Ben Felder, an investigative reporter for the Oklahoman, released an article yesterday lamenting the state's shortage of qualified teachers.  The Oklahoma legislature has approved 926 "emergency teacher certificates" this year.  These "emergency and alternative certified" educators might not have the proper training to handle school children.

But Felder's article leaves out one glowing fact, obvious in its absence:  The Oklahoma government has continually cut the budget for education.  This is the real reason teachers are leaving the state in droves.  Nobody can afford to live on a teacher's salary.   Sure, the cost of living is lower in Oklahoma than other states, but when you make little money, it is impossible.

Laurence Baines, associate dean for graduate studies and research at OU's college of education, relates a scary story.  He met a former used car salesman, teaching science at an Oklahoma high school, who smelled of beer.  The "teacher" only had six hours of science as part of his general ed requirements in college.

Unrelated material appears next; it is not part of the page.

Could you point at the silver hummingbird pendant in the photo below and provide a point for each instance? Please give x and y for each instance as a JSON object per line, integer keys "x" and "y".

Baines also fears that emergency certified personnel might have only a 1.0 GPA, be alcoholic, or addicted to porn and still be hired to teach English.

Gee!  How ever can the state avoid such catastrophes?  I know!  Let's pray for the oilfields on October 13th!  The price of oil will go up, Oklahoma can get out of the economic cesspool it's in, and then they can give more money to education.  Maybe.